Originally, a keylogger is special hardware or software that records every keystroke on the target device. However, modern keyloggers are capable of much more than that. Actually, they are software packages that include such most universal features as capturing screenshots, visited websites, social media and IM activity, application tracking and others.
There are two types of keyloggers: hardware and software ones.
A hardware keylogger is a small device consisting of a microcontroller and a non-volatile memory device, such as a flash memory. The device is plugged between the computer and a keyboard and stores all recorded information which can be retrieved later by typing a special password in the text editor of the computer. A sure drawback of this type of keyloggers is their limited functionality - they can record only pressed keys.
A software keylogger is a small program which is installed directly on the target device. After the installation which takes 2-3 minutes, the program works in the background undetected and captures not only keystrokes but all user activity. The activity is saved in a log file which can be viewed from the target device or sent to a monitoring account, by email or other means depending on the functionality of the program. In this article, we will cover this type of keyloggers in more detail.
Keyloggers can be installed directly or remotely. Most commercial keyloggers will require direct access to the target computer with the admin privilege to be installed. The installation and initial set up usually takes no more than 2-3 minutes and doesn't differ much from a usual program.
However, keyloggers can be installed remotely and silently without you even knowing they are there. For example, this method can be used in large companies who implement employee monitoring systems. Here installing a program on each computer is too time-consuming that is why company IT specialists can employ Group Policy to install the program on all computers at once. However, the remote installation may also be used by hackers to acquire sensitive data such as passwords, bank accounts or personal correspondence. For example, you receive an email about a secret sale in one of your favourite online shops, but details of the sale are in the attachment. Don't rush to open the attachment immediately, take time to make sure the offer was indeed sent from the shop's official email address. No? Then, most probably, the attachment contains a keylogger which will be installed as soon as you open the file. A keylogger can also be installed when you click a suspicious link in the email or on an unfamiliar website. Luckily, not all keyloggers support remote installation.

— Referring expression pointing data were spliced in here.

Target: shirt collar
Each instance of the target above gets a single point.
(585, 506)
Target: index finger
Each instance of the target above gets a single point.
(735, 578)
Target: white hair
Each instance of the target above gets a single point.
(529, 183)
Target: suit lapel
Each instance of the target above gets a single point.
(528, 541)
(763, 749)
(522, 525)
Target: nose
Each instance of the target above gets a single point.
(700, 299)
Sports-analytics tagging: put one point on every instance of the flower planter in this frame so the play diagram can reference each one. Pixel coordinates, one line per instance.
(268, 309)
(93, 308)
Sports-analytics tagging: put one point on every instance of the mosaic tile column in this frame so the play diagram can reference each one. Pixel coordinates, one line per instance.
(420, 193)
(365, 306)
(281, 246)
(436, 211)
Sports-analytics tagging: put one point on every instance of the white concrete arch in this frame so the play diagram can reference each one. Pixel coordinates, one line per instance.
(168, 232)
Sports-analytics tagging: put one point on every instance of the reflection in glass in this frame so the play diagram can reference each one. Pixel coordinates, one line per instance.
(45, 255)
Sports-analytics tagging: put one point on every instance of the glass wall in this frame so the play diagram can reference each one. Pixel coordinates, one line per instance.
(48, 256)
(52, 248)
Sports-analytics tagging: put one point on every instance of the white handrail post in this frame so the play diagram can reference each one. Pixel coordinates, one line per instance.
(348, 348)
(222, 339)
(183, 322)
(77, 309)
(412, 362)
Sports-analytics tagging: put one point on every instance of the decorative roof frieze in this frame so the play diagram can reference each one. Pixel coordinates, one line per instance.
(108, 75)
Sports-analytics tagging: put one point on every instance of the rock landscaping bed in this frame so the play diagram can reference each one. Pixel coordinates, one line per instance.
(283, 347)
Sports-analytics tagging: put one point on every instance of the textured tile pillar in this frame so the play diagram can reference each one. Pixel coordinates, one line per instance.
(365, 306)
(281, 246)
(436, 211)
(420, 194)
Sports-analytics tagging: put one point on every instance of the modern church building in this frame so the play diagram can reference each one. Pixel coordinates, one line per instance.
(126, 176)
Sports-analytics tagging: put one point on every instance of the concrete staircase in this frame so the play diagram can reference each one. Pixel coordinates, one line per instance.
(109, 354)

Keyloggers save recorded activity in a log file - a kind of a journal which contains not only the event, for example, the typed word, but also additional information about it such as date and time when it happened and the name of the application or a website where it was typed. The data can be viewed in chronological order or filtered to display only a certain type of events, for example, screenshots or visited websites.
Depending on the functionality of the chosen keylogger, log files can be viewed locally on the target computer or sent automatically to an online monitoring dashboard, by email, Google Drive, Dropbox, FTP, LAN etc. In the latter case, viewing data becomes much more convenient as you can check the user's activity remotely without getting access to the target computer.
As we can see, keyloggers collect huge amounts of data about the user's daily activity on a computer and online habits. This data can be used later for various purposes. A thoughtful employer can implement such a monitoring system to find out habitual slackers and protect the company from corporate data leakages. Next, keylogger data is useful for worried parents who want to keep an eye on their children's activity online. If you suspect your partner of infidelity, a keylogger program may help you either to dispel mistrust or to get an irrefutable proof.
However, the coin has a reverse side to it. Keylogger software may also serve evil purposes, such as stealing passwords or other sensitive data.
Whatever purpose keyloggers are used for, it raises the next question.
Obviously, the answer depends on the purpose a keylogger is used for. If you install the keylogger on the computer that you own, there is nothing illegal about it. The same applies to parents who monitor their children's Internet activity. If you are an employer, you are obliged to notify the staff that they are being monitored and to use the software only in the areas where laws permit such type of monitoring.
On the other hand, unauthorized monitoring of devices that do not belong to you may result in serious legal consequences. It is unlawful to install keyloggers on another person's computer without their knowledge, even if this person is your partner or spouse. More than that, using a keylogger for criminal purposes such as stealing passwords, accounts and other sensitive data is evidently illegal and will lead to monetary and law penalties.